E poi, per finire, con l’ingresso del mandolino di Bardi (strumento imbracciato anche da Eugenio), la batteria di Calloni, le tastiere di Harris e Cosma, la chitarra di Maggiore, il basso di Faso, il sax di Pascoli ed il violino di Fabbri, arriva il colpo d’ariete finale. Attesa dall’inizio è finalmente il turno dell’inno generazione per eccellenza.

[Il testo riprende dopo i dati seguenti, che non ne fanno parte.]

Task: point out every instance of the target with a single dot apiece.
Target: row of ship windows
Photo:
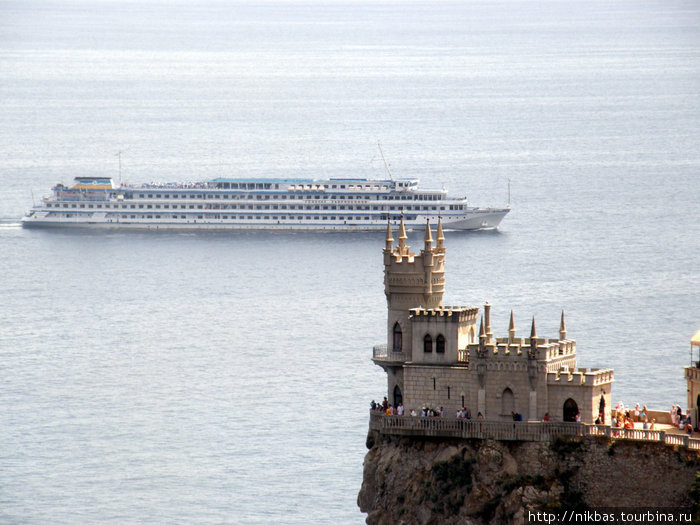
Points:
(417, 197)
(243, 207)
(249, 217)
(269, 186)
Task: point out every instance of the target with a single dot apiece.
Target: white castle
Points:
(443, 356)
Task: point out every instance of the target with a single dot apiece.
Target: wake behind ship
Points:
(256, 204)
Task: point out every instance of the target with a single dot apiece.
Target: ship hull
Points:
(483, 219)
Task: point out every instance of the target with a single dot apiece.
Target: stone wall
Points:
(429, 481)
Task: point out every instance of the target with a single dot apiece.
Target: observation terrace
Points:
(446, 427)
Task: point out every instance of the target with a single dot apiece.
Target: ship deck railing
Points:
(449, 427)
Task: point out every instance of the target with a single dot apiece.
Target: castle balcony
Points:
(692, 373)
(381, 353)
(447, 427)
(582, 376)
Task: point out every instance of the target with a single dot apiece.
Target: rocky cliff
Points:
(422, 481)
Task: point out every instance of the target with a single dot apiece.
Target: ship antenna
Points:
(386, 166)
(120, 167)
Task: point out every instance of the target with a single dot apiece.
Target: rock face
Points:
(415, 481)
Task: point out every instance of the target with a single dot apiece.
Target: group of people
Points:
(390, 410)
(625, 417)
(682, 421)
(622, 417)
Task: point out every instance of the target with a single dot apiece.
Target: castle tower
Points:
(410, 281)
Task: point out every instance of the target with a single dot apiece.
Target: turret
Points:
(487, 315)
(428, 238)
(511, 329)
(410, 281)
(562, 328)
(403, 249)
(389, 239)
(533, 334)
(440, 244)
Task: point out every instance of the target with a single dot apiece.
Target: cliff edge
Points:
(426, 481)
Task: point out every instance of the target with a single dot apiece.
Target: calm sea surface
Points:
(225, 377)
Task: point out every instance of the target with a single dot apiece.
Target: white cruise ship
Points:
(256, 204)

Si tratta, ovviamente di “Musica ribelle” che rende in maniera straordinaria, oggi come ieri, l’immagine di una generazione, di più generazioni, che sognava di raggiungere il cielo e che per poterlo fare doveva “mollare le menate e mettersi a lottare”. Questo l’insegnamento finale di questi anni e di questo bel concerto…Questa la lezione che in tutti questi anni abbiamo ascolta da un razionale sognatore che ha lottato incessantemente per non trasformarsi “in altro da sé” e, riuscendoci, ha aiutato anche noi a non cadere nelle trappole delle lusinghe o peggio…

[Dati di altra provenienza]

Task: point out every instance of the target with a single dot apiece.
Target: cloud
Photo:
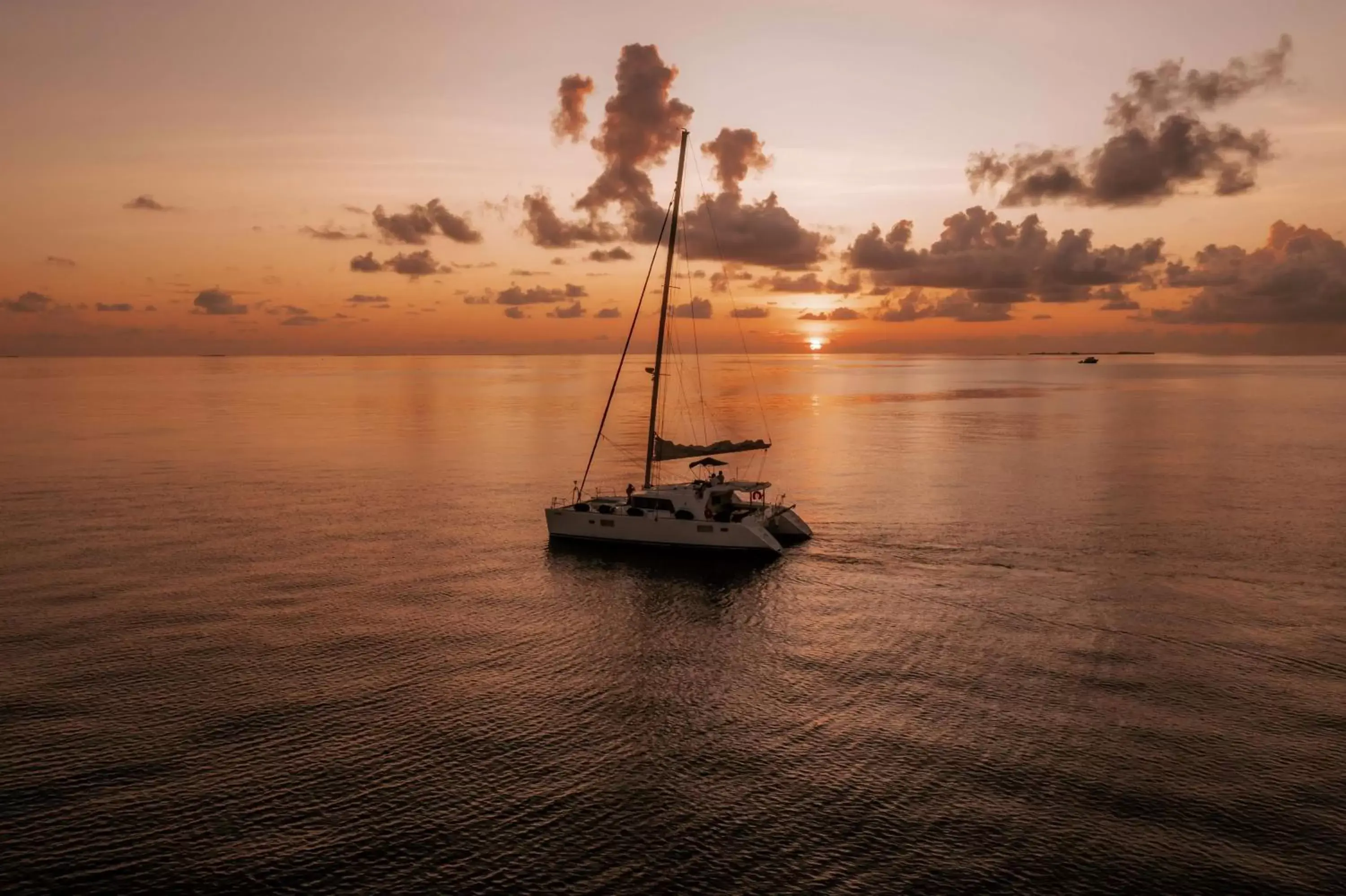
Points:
(999, 261)
(641, 124)
(29, 303)
(721, 279)
(568, 311)
(808, 283)
(1159, 142)
(551, 232)
(418, 222)
(367, 263)
(376, 302)
(760, 233)
(1297, 278)
(570, 120)
(284, 310)
(959, 304)
(1115, 299)
(616, 253)
(146, 204)
(213, 302)
(735, 154)
(539, 295)
(416, 264)
(329, 232)
(836, 314)
(698, 309)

Ora che tutto è finito si torna all’inizio della storia dove un ragazzo con lo sguardo pieno di vigore ed illuminato da una speciale forza interiore, guarda il mondo negli occhi, decidendo che è tempo di lanciare una sfida e di vincerla. Ha scritto centinaia di canzoni. Alcune molto belle ed epocali. Non si è svenduto e non ha abdicato ai suoi ideali. Come “Maestro” generazionale è stato certamente uno di quelli che ha saputo liberare sane energie. E quando si semina bene, alla fine, si raccoglie. Quindi, grazie Eugenio…

p.s.
La band di Eugenio sul palco era composta da Paolo Gambino (tastiere), Giovanni “Giuvazza” Maggiore (chitarre), Claudio Arfinengo (batteria), Marco Lamagna (basso).